AI Agents project comparison
Compare openclaude with similar projects before committing to a stack.
Before adopting
- Complete one clean-environment verification using the official openclaude setup path.
- Review repository license, model weights, external services, and dependency terms for your use case.
- Check recent commits, release cadence, issue response, and documentation depth.
- Evaluate output quality, latency, resource usage, and recovery behavior with a small dataset.
Configuration notes
- Review README configuration notes before using production data.
Sources checked
These links are used to verify repository, documentation, or tutorial details. Review the source pages before adopting the project.
Troubleshooting
- If installation fails, first confirm the command is being run from the README-specified directory.

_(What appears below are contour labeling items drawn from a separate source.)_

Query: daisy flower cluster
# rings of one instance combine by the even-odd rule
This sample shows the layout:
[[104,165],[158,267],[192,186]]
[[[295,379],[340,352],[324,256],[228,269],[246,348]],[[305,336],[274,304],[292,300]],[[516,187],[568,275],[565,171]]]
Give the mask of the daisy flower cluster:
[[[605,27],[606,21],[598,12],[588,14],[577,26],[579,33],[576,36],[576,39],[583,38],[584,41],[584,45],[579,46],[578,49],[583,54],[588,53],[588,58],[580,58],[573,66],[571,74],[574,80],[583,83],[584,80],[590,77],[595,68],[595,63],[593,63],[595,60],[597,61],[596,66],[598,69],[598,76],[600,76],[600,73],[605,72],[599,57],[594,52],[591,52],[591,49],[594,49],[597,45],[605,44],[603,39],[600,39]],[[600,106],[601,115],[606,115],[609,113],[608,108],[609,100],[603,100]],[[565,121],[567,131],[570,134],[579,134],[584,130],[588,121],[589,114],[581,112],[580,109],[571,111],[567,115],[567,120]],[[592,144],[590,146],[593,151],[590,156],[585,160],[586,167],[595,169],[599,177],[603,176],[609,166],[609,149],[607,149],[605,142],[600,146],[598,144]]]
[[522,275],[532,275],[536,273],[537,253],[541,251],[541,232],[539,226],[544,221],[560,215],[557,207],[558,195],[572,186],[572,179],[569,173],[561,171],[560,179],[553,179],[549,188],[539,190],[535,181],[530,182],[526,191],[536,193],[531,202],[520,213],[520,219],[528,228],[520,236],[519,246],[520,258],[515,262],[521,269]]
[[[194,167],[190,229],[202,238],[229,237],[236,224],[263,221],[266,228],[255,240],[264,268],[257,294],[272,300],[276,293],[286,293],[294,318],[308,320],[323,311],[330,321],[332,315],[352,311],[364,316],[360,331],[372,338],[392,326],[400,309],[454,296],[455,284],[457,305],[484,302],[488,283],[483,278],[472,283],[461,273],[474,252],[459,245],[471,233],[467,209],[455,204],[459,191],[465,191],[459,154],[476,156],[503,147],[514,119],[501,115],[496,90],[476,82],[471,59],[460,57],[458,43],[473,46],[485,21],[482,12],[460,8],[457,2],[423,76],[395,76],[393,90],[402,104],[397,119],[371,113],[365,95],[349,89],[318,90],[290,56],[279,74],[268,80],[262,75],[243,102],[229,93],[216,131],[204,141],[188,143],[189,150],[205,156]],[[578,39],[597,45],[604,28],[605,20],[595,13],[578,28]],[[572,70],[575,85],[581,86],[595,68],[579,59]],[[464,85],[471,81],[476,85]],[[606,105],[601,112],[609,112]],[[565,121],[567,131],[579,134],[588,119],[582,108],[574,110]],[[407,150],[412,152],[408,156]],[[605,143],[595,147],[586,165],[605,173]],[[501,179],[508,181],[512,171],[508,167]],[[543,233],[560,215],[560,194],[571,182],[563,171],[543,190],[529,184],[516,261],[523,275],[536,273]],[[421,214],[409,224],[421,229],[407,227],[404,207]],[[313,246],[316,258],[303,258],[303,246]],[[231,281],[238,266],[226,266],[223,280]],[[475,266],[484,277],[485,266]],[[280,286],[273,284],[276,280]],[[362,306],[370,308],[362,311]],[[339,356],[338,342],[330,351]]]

- If dependencies conflict, retry in a fresh virtual environment, container, or working directory.
- If output looks wrong, return to the smallest documented openclaude example before adding complex data.
- For keys, model files, or external services, verify environment variables, local paths, and permissions one by one.
- Before production use, review recent updates, open issues, license terms, and safety boundaries.
What is openclaude?
openclaude is an open-source ai agents project. runs anywhere. uses anything
How do I install openclaude?
Start with the official README. The first detected setup step is: git clone https://github.com/Gitlawb/openclaude.git.
Is openclaude beginner-friendly?
If you already know the TypeScript ecosystem, start with the smallest example. Otherwise test it in an isolated environment first.
Can openclaude be used commercially?
GitHub did not detect a repository license, so commercial permission is unconfirmed. Review the repository terms and any model weights, datasets, dependencies, or external services before commercial adoption.
Does openclaude need a GPU?
GPU requirements depend on the workload, model, and dataset size. Start with the smallest README example before scaling up.
How should I decide whether to adopt openclaude?
Evaluate setup cost, maintenance activity, issue health, license terms, and fit with your real workflow.